Земля, на полвершка прохваченная полночной стужей, позванивала под ногами. Изредка встречался полевой цветок – почерневший горицвет, синевато-серый колокольчик – вмороженные в чистую линзу ледышки.
Порою поскальзываясь, каблуками раскусывая хрустящие льдинки, Фёдор Поликарлович взошёл на пригорок.
Костёр, трепыхая косицами дыма, приплясывал неподалёку. Виднелись три фигуры – угловатые, чёрные на фоне берёз. Поодаль от костра торчали ружья, прислонённые к деревьям. Патронташ висел на ветке. Собака, сидящая около ружей, сделала попытку приподняться и зарычать, но тут же вновь прижала мохнатый зад – охотник что-то гортанно резко проговорил на языке инородцев. Полынцев подошёл поближе.
Три человека – темнокожих, горбоносых – обдирали зайца.
Особенно сильно поразил Полынцева один из охотников – высокий, плотный. Несмотря на зябкую погоду, он был в одной рубахе, распахнутой на груди, рукава закатаны по локоть. Странно короткие руки охотника – будто приставленные от низкорослой фигуры – волосатые, цепкие лапы ярко испачканы тёплой сукровицей, голубовато дымившейся прохладном воздухе. И подбородок охотника, и горбинка чёрного носа, и даже надбровье – это, наверно, когда поправлялась фуражка – всё было запятнано кровью.
«Вот таким должен быть Вурдала Демонович!» – промелькнуло в голове Полынцева, который всегда и во всём невольно отмечал что-нибудь такое, что потом могло бы пригодиться работе над словом, над книжным характером.
Полынцев объяснил охотникам, в чём дело, и они спокойно согласились. Прицепив ободранного зайца к высокой ветке – чтобы собака не соблазнилась – Вурдала Демонович вытер ладони о брюки на пухлом заду, и опять гортанно, резко прогыргыркал что-то на своём языке.
Охотники спустились к мелкому, но вязкому ручью – навалились крепкими плечами, зарычали, жутковато вращая куриными белками чёрных глаз. Прошло минуты три-четыре и немецкий «Опель» опять стоял на ровном, твёрдом месте – грязные капли дробинами падали с поддона.
– Хорошая тачка, – с гортанным акцентом похвалил Вурдала Демонович, похлопав «Опель» по горячему капоту. – Какого года?
– Старая! – Семён отмахнулся. – Но ничего ещё, жеребчики резвые, бегают.

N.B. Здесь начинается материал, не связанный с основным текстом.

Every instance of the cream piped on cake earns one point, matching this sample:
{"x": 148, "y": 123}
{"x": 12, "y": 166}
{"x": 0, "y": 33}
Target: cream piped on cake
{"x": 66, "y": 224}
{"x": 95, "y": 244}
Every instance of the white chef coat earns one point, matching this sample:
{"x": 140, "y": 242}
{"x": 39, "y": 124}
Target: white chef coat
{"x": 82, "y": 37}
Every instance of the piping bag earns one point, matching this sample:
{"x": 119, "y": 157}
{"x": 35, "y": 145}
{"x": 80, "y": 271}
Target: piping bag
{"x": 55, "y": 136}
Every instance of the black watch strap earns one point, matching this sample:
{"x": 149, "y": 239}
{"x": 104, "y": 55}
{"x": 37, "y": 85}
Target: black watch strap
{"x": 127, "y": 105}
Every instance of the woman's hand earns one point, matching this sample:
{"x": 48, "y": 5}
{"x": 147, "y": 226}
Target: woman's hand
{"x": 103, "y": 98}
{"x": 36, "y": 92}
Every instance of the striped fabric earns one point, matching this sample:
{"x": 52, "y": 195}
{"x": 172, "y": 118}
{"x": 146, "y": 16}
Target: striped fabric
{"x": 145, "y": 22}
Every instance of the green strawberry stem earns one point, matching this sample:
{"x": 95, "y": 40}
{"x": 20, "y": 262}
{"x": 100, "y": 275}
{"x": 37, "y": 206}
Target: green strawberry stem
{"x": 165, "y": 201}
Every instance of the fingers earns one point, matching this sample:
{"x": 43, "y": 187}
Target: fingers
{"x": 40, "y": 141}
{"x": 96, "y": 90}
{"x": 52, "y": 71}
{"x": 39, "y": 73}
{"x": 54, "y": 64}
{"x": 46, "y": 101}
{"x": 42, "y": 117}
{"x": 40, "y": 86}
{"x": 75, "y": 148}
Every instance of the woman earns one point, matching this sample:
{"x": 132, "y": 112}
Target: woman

– Умеют немцы делать, – похвалил Вурдала Демонович, поправляя закатанные рукава.
– Умеют! – угодливо подхватил Самоха. – А мы? Ё-моё…
Победители, называется!
Подобострастный голосок соседа не понравился Фёдору Поликарловичу.
– Побеждает не тот, кто умеет делать машины…
– А кто? – заинтересовался Вурдала Демонович, кривя усмешку.
Полынцев посмотрел ему в глаза, подчёркнутые буйными бровями.
– На войне побеждает тот, кто меньше себя жалеет. Русская пословица. Ну, всё, орлы, пока, спасибо за подмогу.
Неожиданная встреча с охотниками оставила в душе Полынцева неприятный осадок. Будучи уже в самолёте, он опять и опять почему-то вспоминал ободранного зайца и, глядя на белую пушистую шкуру облаков, с грустью думал: «А я, дурак, всё сказки сочиняю. И про зайцев даже сочинил. А как же иначе? Прозаик – тот, кто пишет про заек. Интересно было бы узнать: бывшая моя читала мои сказки ребятишкам? Или нет?»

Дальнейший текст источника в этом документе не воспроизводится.